A few thoughts on National Accounts - Household Income

I stumbled upon a few things that I think are relevant to my first post on the price-income calculation debate that I wanted to share.  Perhaps the most relevant thing is that - despite commentators and the RBA saying that the national accounts measurement of household income is the 'most relevant' to be used for the purposes of calculating affordability of house prices - there seems to be considerable data quality concerns about this metric. 

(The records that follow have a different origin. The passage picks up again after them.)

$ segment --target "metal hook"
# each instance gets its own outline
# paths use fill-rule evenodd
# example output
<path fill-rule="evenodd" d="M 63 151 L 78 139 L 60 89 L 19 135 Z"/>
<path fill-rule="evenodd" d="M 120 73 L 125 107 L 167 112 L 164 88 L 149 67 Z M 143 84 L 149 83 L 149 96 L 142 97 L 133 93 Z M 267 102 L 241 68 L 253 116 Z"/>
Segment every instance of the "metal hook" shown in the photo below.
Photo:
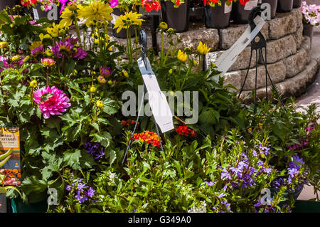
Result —
<path fill-rule="evenodd" d="M 140 29 L 139 43 L 142 46 L 142 60 L 144 63 L 146 70 L 148 70 L 148 65 L 146 65 L 146 31 L 144 28 Z"/>

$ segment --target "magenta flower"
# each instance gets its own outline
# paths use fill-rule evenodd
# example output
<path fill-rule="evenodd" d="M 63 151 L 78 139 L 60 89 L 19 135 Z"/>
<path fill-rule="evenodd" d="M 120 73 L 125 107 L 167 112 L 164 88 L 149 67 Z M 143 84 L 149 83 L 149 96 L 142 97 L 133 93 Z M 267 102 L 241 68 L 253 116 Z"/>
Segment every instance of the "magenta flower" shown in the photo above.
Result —
<path fill-rule="evenodd" d="M 40 46 L 38 47 L 35 48 L 33 50 L 31 51 L 31 54 L 33 56 L 36 56 L 38 54 L 41 54 L 44 52 L 43 46 Z"/>
<path fill-rule="evenodd" d="M 117 5 L 119 5 L 119 1 L 118 0 L 110 0 L 109 1 L 109 4 L 110 4 L 110 7 L 115 7 Z"/>
<path fill-rule="evenodd" d="M 61 115 L 71 105 L 65 93 L 54 86 L 43 87 L 33 92 L 33 101 L 39 105 L 45 119 L 48 119 L 50 115 Z"/>

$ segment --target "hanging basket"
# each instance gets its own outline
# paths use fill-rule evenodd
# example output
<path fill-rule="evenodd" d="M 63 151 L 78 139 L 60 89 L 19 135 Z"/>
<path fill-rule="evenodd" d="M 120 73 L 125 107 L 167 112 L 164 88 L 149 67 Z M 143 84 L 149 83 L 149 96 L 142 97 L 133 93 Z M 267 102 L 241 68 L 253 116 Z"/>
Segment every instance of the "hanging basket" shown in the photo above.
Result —
<path fill-rule="evenodd" d="M 214 7 L 209 5 L 204 6 L 206 26 L 207 28 L 223 28 L 229 26 L 232 5 L 227 6 L 225 4 L 227 1 L 222 0 L 221 6 L 216 4 Z"/>

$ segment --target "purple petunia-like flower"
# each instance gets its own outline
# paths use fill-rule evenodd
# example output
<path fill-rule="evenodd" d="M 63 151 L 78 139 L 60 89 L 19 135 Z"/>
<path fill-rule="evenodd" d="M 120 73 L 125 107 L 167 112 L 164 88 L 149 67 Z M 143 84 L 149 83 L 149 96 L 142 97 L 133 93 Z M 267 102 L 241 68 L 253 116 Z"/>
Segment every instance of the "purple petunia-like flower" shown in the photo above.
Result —
<path fill-rule="evenodd" d="M 43 52 L 44 52 L 43 46 L 40 46 L 38 47 L 35 48 L 33 50 L 32 50 L 31 54 L 33 56 L 36 56 Z"/>
<path fill-rule="evenodd" d="M 100 75 L 104 77 L 109 77 L 112 75 L 113 71 L 111 70 L 110 67 L 100 67 Z"/>
<path fill-rule="evenodd" d="M 223 171 L 221 173 L 221 179 L 223 179 L 223 180 L 229 179 L 229 180 L 230 180 L 231 179 L 232 179 L 231 175 L 229 174 L 228 170 L 225 169 L 225 168 L 223 168 Z"/>
<path fill-rule="evenodd" d="M 213 182 L 212 181 L 203 181 L 203 183 L 206 184 L 208 186 L 213 186 Z"/>
<path fill-rule="evenodd" d="M 270 149 L 267 147 L 262 146 L 262 144 L 261 143 L 260 143 L 259 145 L 256 145 L 255 147 L 259 147 L 259 149 L 260 151 L 260 154 L 261 154 L 267 155 L 267 154 L 268 154 L 270 153 L 269 150 Z"/>
<path fill-rule="evenodd" d="M 80 48 L 76 48 L 75 51 L 73 52 L 73 58 L 76 59 L 85 59 L 88 56 L 87 53 Z"/>

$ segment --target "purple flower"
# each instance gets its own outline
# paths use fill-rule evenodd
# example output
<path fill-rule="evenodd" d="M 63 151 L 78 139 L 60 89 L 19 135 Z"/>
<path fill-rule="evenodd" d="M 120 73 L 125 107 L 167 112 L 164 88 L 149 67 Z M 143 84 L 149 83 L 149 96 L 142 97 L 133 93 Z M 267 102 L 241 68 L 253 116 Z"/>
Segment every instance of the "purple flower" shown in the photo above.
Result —
<path fill-rule="evenodd" d="M 299 158 L 297 154 L 294 154 L 292 157 L 292 159 L 294 162 L 289 162 L 289 167 L 290 169 L 297 169 L 298 170 L 300 170 L 301 166 L 297 164 L 296 162 L 299 162 L 302 165 L 303 165 L 305 164 L 304 160 L 302 158 Z"/>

For example, the ABS published the following in its 2007 item titled "Spotlight on National Accounts: Household Savings Ratio":

As the difference between the Household disposable income and Household final consumption expenditure is relatively small, caution should be exercised in interpreting the Household saving ratio in recent years, because major components of household income and expenditure may be subject to significant revisions. Many of these series are based on annual indicators and in a number of instances the household sector is measured as a residual of all other sectors. (emphasis added)

The most worrying revelation in the above quote from the ABS is that the methodology for calculating the income attributable to the 'household' sector in the National Accounts appears to be "a residual of all other sectors" in "a number of instances".  Income that doesn't fit neatly into 'government' or 'commercial' income is therefore simply attributed to households?  This seems totally bizarre to me.  This clearly also impacts the reliability and interpretation of the official national household savings rate (which is actually the context for the above ABS quote/paper).

When calculating affordability of prices for any asset or consumption item (including housing) this suggests (at least to me) a strong methodological reason to rely much more on the direct household income surveys conducted by the ABS which actually quantify household's income available for consumption, as opposed to National Accounts data.  As discussed in my earlier post these income levels can be easily adjusted for subsequent wage inflation if the 2-3 year lag in the data is of concern.

1 comment:

  1. What are some examples of the "income that doesn't fit neatly into government or commercial income that is therefore simply attributed to households"?

    Is this charity and non-profit income for example, as you discussed in your first post...if so, how much of this money could failry be used for house price-income comparisons? Some charities may in fact be partaking in residential property purchases for households...? I dont know, just thinking about how they could partly justify this practise.